As the moral pivot around which FMJ revolves, the mostly passive character of Joker is important: he represents the ordinary person thrust into extreme situations where he is forced to make unenviable choices, and each and every one of these choices has the potential to cut him down as a moral being. At the end of the film, Joker is glad to be physically alive but whether he is morally and spiritually alive is another question. The men around him represent particular aspects of the human character under duress and some of them, like Pyle, become psychotic to a degree. Because Joker is essentially an acquiescent character who basically does as he is told despite a minor shallow rebelliousness, the film may seem less stronger to many viewers than it might have done had he been more assertive.

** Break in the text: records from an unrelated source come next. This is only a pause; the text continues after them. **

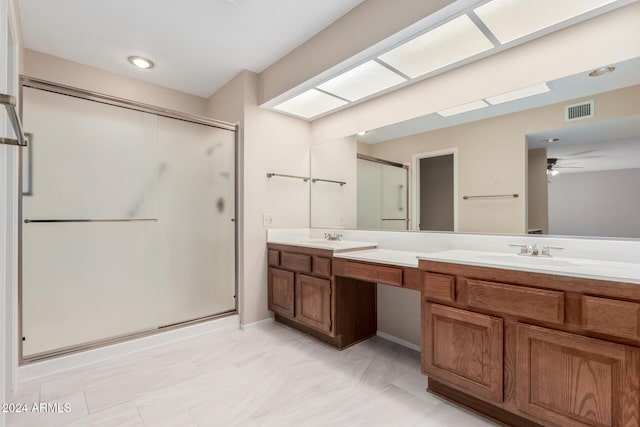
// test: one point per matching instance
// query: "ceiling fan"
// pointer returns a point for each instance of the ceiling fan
(553, 166)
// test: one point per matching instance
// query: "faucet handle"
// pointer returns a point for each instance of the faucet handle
(524, 248)
(545, 249)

Some viewers may gripe about the film’s structure but the two halves complement each other well: the first half is ordered with a definite narrative. Hartman carries out a brutal regime of degradation in a more or less restrained and controlled environment. In the film’s second half, chaos and disorder reign. The psychological degradation is more gradual. The film’s conclusion appears banal but it is a logical summation of the brutality and violence that the US troops have brought to Vietnam. The film is actually very tight in its overall structure. Just as Joker claims to a disbelieving senior officer that he wears a helmet baptised “Born to Kill” and a peace symbol at the same time to represent the Jungian dualities that exist in his nature, so the film conveys a similar duality in its halves that reflect and comment on one another. Should we be surprised that both halves resolve in similar climaxes that test the moral strength of Joker and the audience who witness with him?
Details within the film, especially in a scene in which the soldiers are interviewed by news reporters, delineate the extent to which the soldiers are becoming paranoid and hateful towards the Vietnamese: they believe the Vietnamese are ungrateful at the Americans’ presence and what they believe is a noble fight against Communism. The extent to which the Americans and Vietnamese exist in parallel but are actually worlds apart thanks in part to the Americans having been brainwashed by their own government and media propaganda can be faintly discerned. The Vietcong enemy initially appears mysterious, sinister, larger than large, ominous and multi-tentacled yet when it is revealed at close quarters, the soldiers are devastated to discover they have been picked off by a teenage girl.
A major theme of Kubrick’s films is the cultural construction of masculinity in Western, principally American, society and how manhood can be distorted and undercut by prevailing cultural delusions about war and how it is best prosecuted. The film’s two climaxes demonstrate how fragile this masculinity is and how culture can destroy humans in just as devastating ways as war does.
On the whole, this is a very good film though it lacks the power of Francis Ford Coppola’s excellent “Apocalypse Now” with which it is often compared.